Multi-input tag and ,multi-label output for token classification using Bert pretrained model

Hi, if I have a huggingface dataset where tokens are tagged with pos and possibly so that I have (token, pos, lemma, fine_pos, wordnet.word) and I want to produce for each token t labels like t1,t2, is there any tutorial or example of how to do it?
I apologize if this question is answered before, but I’ve been searching for an answer using transformers and pretrained bert and have not managed to find one.
Thank you.

Hey!

It looks like you’re trying to label tokens in a Hugging Face dataset, such as tagging each token with multiple labels like t1, t2, alongside POS tags. You can achieve this using Hugging Face’s transformers library with a pre-trained model like BERT. Here’s an approach to guide you:

  1. Dataset Preparation:

    • Make sure your dataset is in a format where each token is associated with its label (e.g., POS tag, other labels).
    • You can use Hugging Face’s datasets library to load and manipulate your dataset. If you’re working with token-level labels, your dataset might look like this:
      {
          'tokens': ['I', 'am', 'happy'],
          'labels': ['PRON', 'VERB', 'ADJ']
      }
      
  2. Tokenization:

    • Use a tokenizer like BertTokenizer from the transformers library to split the text into tokens and match each token with its corresponding label.
    • Keep in mind that tokenization can split words into subwords, so you need to handle this by ensuring that each subword receives the correct label.
    • Here’s an example of tokenizing and aligning labels:
      from transformers import BertTokenizer
      
      tokenizer = BertTokenizer.from_pretrained('bert-base-uncased')
      
      def align_labels_with_tokens(tokens, labels):
          encoding = tokenizer(tokens, truncation=True, padding=True, is_split_into_words=True)
          word_ids = encoding.word_ids()  # Maps tokens to words
      
          # Align labels with the tokenized words
          aligned_labels = [-100 if word_id is None else labels[word_id] for word_id in word_ids]
          return encoding, aligned_labels
      
      tokens = ['I', 'am', 'happy']
      labels = ['PRON', 'VERB', 'ADJ']
      
      encoding, aligned_labels = align_labels_with_tokens(tokens, labels)
      print(aligned_labels)
      
  3. Using Pretrained BERT:

    • You can use a pre-trained BERT model for token classification (e.g., for named entity recognition or POS tagging) and fine-tune it with your labeled dataset.
    • Example for token classification:
      from transformers import BertForTokenClassification, Trainer, TrainingArguments
      
      model = BertForTokenClassification.from_pretrained('bert-base-uncased', num_labels=3)
      
      # Prepare your dataset for the Trainer
      train_dataset = Dataset.from_dict({
          'input_ids': encoding['input_ids'],
          'attention_mask': encoding['attention_mask'],
          'labels': aligned_labels
      })
      
      training_args = TrainingArguments(
          output_dir='./results',
          num_train_epochs=3,
          per_device_train_batch_size=8,
          logging_dir='./logs',
      )
      
      trainer = Trainer(
          model=model,
          args=training_args,
          train_dataset=train_dataset,
      )
      
      trainer.train()
      
  4. Multi-Labeling:

    • If you want to produce multiple labels for each token (e.g., t1, t2), you can modify the label alignment strategy by extending the model to predict multiple labels per token.
    • You could use a multi-label classification approach (e.g., using a sigmoid activation function) to predict multiple labels per token.

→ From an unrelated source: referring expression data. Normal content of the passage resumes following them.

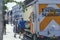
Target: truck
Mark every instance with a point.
(44, 18)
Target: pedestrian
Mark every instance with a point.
(15, 27)
(4, 27)
(21, 27)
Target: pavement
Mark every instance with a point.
(10, 34)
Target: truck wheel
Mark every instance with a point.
(34, 37)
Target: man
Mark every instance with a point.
(15, 27)
(21, 27)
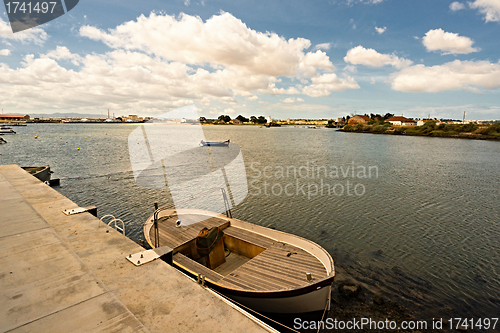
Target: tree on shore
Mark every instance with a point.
(242, 119)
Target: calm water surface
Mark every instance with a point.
(423, 227)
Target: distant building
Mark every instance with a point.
(358, 119)
(401, 121)
(14, 117)
(423, 121)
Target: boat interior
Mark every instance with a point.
(241, 259)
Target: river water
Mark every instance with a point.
(415, 218)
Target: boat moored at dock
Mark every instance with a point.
(266, 270)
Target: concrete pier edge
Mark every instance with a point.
(62, 273)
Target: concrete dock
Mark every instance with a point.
(63, 273)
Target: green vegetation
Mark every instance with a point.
(430, 128)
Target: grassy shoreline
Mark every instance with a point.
(431, 129)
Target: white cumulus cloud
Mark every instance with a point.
(448, 42)
(291, 100)
(455, 75)
(34, 35)
(161, 61)
(455, 6)
(489, 8)
(322, 46)
(369, 57)
(323, 85)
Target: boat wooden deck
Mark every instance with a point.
(279, 267)
(173, 236)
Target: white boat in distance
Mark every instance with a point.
(6, 130)
(266, 270)
(214, 143)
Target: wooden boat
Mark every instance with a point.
(266, 270)
(43, 173)
(214, 143)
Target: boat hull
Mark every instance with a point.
(315, 300)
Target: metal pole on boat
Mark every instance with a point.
(157, 235)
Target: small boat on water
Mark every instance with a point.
(214, 143)
(6, 130)
(43, 172)
(266, 270)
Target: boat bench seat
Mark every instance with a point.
(249, 237)
(197, 267)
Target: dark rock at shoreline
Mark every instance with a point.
(348, 290)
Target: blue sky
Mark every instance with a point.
(286, 59)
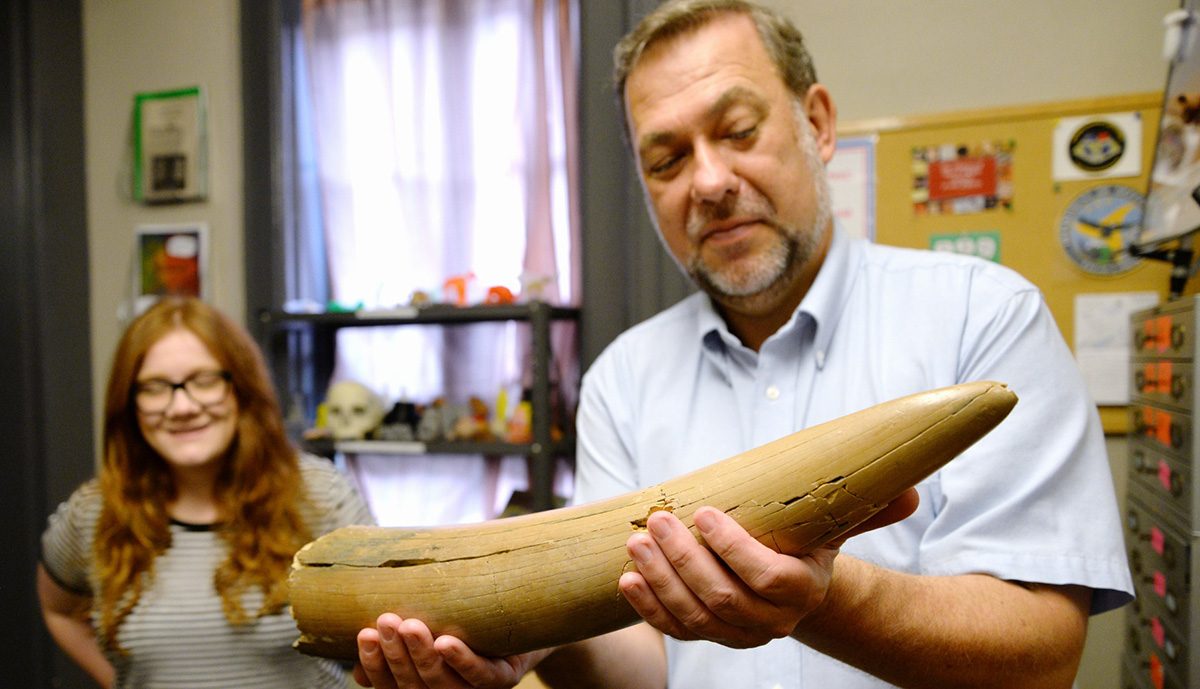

This would require modifying the loss function and model architecture slightly.
  5. Resources:

    • Hugging Face provides a Token Classification tutorial which is a good starting point.
    • Look into datasets and metrics libraries for managing and evaluating your labeled dataset.

With this approach, you can train a pre-trained BERT model to output multiple labels per token and fine-tune it on your specific task. If you’re still having trouble, let me know, and I can help clarify further!